Com efeito, poucos cidadãos europeus sabem que a 9 de Maio de 1950 nasceu a Europa comunitária, numa altura em que, devemos recordá-lo, a perspectiva de uma terceira guerra mundial angustiava toda a Europa.
Nesse dia, em Paris, a imprensa foi convocada para as dezoito horas no Salon de l'Horloge do Quai d'Orsay, quartel-general do Ministério dos Negócios Estrangeiros francês, para uma "comunicação da maior importância".

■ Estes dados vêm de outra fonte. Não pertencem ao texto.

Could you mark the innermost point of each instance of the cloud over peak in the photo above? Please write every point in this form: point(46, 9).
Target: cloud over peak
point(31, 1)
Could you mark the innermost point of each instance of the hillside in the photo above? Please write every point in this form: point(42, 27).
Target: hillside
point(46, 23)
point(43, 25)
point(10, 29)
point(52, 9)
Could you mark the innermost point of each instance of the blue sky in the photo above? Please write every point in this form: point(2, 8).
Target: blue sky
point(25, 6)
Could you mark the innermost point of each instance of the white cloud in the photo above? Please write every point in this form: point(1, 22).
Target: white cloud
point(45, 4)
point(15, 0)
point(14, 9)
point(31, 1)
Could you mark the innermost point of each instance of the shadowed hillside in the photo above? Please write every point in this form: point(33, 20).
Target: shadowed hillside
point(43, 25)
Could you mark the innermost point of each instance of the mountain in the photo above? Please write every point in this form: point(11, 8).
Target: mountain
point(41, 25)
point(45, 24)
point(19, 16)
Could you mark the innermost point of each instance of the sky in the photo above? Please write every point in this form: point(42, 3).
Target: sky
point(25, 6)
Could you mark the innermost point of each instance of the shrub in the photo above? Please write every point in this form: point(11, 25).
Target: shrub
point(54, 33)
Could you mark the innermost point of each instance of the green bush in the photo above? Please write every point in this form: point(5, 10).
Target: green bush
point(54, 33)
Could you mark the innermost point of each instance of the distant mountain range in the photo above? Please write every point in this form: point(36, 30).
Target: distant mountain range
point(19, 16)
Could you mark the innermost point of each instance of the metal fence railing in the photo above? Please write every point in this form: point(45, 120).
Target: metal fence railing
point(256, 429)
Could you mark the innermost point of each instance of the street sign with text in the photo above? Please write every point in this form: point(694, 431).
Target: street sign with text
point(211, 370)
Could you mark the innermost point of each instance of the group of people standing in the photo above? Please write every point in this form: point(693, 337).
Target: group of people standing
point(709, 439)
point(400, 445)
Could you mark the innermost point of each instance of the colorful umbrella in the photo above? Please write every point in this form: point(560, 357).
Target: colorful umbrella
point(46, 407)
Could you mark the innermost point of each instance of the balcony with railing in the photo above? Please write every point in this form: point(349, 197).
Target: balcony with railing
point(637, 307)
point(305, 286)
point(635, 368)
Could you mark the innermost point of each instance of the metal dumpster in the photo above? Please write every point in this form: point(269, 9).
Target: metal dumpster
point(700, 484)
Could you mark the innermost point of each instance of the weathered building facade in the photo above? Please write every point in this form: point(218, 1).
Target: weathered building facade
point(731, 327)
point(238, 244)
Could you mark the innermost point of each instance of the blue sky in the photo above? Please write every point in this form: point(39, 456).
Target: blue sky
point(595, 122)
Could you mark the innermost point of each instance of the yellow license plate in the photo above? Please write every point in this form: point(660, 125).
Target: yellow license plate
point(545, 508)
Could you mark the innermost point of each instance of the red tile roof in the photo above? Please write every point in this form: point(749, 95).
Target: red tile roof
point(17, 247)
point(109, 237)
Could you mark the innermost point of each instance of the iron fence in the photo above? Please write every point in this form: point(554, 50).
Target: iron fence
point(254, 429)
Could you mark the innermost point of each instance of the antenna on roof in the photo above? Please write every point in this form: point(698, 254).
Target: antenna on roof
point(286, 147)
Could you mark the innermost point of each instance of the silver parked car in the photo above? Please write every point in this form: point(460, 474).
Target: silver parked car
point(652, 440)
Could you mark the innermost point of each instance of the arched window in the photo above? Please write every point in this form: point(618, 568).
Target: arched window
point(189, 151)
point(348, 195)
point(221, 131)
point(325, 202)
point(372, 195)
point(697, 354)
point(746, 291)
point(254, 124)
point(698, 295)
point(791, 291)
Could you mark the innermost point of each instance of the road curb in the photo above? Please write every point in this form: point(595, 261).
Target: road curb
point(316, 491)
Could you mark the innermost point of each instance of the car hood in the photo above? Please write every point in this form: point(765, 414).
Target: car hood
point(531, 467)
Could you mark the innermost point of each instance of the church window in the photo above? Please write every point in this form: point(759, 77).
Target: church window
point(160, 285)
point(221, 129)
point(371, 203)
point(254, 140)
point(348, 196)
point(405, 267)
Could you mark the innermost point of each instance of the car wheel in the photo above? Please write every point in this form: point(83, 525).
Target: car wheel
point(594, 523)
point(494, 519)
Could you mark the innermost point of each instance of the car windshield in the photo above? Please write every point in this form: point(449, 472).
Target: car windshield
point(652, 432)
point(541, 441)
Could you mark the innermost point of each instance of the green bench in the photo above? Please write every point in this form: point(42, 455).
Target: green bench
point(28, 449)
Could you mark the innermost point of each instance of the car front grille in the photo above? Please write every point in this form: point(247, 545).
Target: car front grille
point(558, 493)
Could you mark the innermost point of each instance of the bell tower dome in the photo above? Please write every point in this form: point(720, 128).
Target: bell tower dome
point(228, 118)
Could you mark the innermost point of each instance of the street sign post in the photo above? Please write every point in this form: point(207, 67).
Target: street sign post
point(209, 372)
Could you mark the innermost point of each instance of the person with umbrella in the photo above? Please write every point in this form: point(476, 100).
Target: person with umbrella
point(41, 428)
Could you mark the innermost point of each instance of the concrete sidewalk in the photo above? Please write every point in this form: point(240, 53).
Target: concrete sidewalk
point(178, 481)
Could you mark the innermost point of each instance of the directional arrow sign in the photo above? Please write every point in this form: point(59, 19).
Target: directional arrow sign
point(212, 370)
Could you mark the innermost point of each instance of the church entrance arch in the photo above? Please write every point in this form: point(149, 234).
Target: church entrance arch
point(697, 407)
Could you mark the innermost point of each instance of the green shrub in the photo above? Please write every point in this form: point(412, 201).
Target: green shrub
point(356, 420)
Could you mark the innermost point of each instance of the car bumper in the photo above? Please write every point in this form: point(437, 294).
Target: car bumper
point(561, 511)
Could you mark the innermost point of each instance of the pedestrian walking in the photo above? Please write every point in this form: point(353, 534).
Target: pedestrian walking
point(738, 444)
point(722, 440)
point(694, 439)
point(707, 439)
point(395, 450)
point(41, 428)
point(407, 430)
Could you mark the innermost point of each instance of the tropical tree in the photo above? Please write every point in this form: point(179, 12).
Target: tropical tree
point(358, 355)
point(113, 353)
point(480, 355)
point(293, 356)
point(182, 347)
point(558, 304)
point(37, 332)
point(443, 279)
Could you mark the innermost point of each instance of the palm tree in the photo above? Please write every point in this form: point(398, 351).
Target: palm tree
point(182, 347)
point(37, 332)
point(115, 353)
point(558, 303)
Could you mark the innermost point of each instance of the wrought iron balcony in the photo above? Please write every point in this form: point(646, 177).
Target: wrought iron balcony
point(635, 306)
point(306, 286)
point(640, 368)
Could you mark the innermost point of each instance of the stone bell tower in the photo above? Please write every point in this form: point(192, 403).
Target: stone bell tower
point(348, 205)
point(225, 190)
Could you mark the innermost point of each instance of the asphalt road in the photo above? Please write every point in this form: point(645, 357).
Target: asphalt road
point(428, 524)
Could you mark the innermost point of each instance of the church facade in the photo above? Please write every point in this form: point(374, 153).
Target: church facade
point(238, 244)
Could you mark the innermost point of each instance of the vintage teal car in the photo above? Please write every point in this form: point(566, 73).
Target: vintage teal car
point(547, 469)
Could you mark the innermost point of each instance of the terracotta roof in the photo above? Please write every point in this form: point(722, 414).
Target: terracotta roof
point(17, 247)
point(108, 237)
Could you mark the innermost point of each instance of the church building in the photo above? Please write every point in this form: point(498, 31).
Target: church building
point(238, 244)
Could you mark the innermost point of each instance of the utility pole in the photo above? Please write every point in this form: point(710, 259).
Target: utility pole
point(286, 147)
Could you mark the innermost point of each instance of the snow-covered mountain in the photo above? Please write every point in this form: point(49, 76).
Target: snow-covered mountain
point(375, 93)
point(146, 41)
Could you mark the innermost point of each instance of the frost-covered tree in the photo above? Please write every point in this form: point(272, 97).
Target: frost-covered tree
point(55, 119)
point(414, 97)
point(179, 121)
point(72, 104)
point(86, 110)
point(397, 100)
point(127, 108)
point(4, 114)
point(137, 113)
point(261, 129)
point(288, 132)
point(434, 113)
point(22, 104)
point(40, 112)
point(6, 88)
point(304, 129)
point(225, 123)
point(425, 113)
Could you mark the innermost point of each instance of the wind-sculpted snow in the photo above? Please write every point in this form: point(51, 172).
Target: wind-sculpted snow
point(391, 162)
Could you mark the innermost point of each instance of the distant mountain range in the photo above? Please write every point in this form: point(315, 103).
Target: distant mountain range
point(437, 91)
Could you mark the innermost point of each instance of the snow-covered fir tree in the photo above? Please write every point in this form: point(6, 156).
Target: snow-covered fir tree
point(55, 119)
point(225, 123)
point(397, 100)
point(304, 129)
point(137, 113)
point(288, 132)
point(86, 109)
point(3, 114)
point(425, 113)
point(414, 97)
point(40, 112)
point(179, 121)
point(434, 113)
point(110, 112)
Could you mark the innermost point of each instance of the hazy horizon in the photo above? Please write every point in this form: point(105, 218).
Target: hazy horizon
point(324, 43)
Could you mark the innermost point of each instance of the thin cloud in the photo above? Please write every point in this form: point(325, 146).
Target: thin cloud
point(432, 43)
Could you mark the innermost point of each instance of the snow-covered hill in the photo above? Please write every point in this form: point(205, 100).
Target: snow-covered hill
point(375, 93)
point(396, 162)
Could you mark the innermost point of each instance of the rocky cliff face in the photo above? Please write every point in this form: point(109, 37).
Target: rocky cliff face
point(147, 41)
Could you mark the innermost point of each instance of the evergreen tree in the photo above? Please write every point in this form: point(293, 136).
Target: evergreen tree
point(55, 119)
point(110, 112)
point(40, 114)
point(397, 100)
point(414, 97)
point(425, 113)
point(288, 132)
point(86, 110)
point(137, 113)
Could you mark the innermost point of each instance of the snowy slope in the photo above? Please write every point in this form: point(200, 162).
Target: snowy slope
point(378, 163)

As primeiras linhas da declaração de 9 de Maio de 1950, redigida por Jean Monnet, comentada e lida à imprensa por Robert Schuman, Ministro dos Negócios Estrangeiros da França, dão imediatamente uma ideia da ambição da proposta: "A paz mundial não poderá ser salvaguardada sem uma criatividade à medida dos perigos que a ameaçam". "Através da colocação em comum de produções de base e da instituição de uma Alta Autoridade nova, cujas decisões ligarão a França, a Alemanha e os países que a ela aderirem, esta proposta constituirá a primeira base concreta de uma federação europeia, indispensável à preservação da paz". Era assim proposta a criação de uma instituição europeia supranacional, incumbida de gerir as matérias-primas que nessa altura constituíam a base do poderio militar, o carvão e o aço. Ora, os países convidados a renunciar desta forma ao controlo exclusivamente nacional destes recursos fundamentais para a guerra, só há muito pouco tempo tinham deixado de se destruir mutuamente num conflito terrível, de que tinham resultado incalculáveis prejuízos materiais e, sobretudo, danos morais: ódios, rancores e preconceitos.  Assim, tudo começou nesse dia, razão que levou os Chefes de Estado e de Governo, na Cimeira de Milão de 1995, a decidirem celebrar o 9 de Maio como "Dia da Europa".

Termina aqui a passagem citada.